2013-01-08 08:06 chinadaily.com.cn     Web Editor: qindexing comment

China's A-share markets are expected to see 200 listings this year, which could raise 130 billion yuan ($20.9 billion) to 150 billion yuan because of the improvement in the capital markets and the economy, international accounting firm PricewaterhouseCoopers said on Jan 7.

Last year, the yuan-denominated markets saw 155 IPOs, which raised 108.3 billion yuan.

The Shanghai Stock Exchange attracted 26 IPOs in 2012, raising 38.3 billion yuan. The number of IPOs was down 33 percent from the previous year, while the money raised through these IPOs was down 64 percent.

The Shenzhen SME Board listed 55 IPOs, down 52 percent year-on-year. And they raised 34.9 billion yuan, a decrease of 66 percent.
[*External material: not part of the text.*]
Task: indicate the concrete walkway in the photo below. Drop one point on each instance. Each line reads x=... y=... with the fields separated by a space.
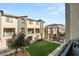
x=76 y=51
ChiNext, the secondary board, listed 74 IPOs, down 42 percent from last year, with the amount raised reaching 35.1 billion yuan, a decrease of 56 percent.

"Industrial products, information technology, financial services, and retail and consumer will be the major players this year," said Frank Lyn, PwC China and Hong Kong managing partner.

More than 830 enterprises are now waiting for a listing in Shanghai and Shenzhen stock markets.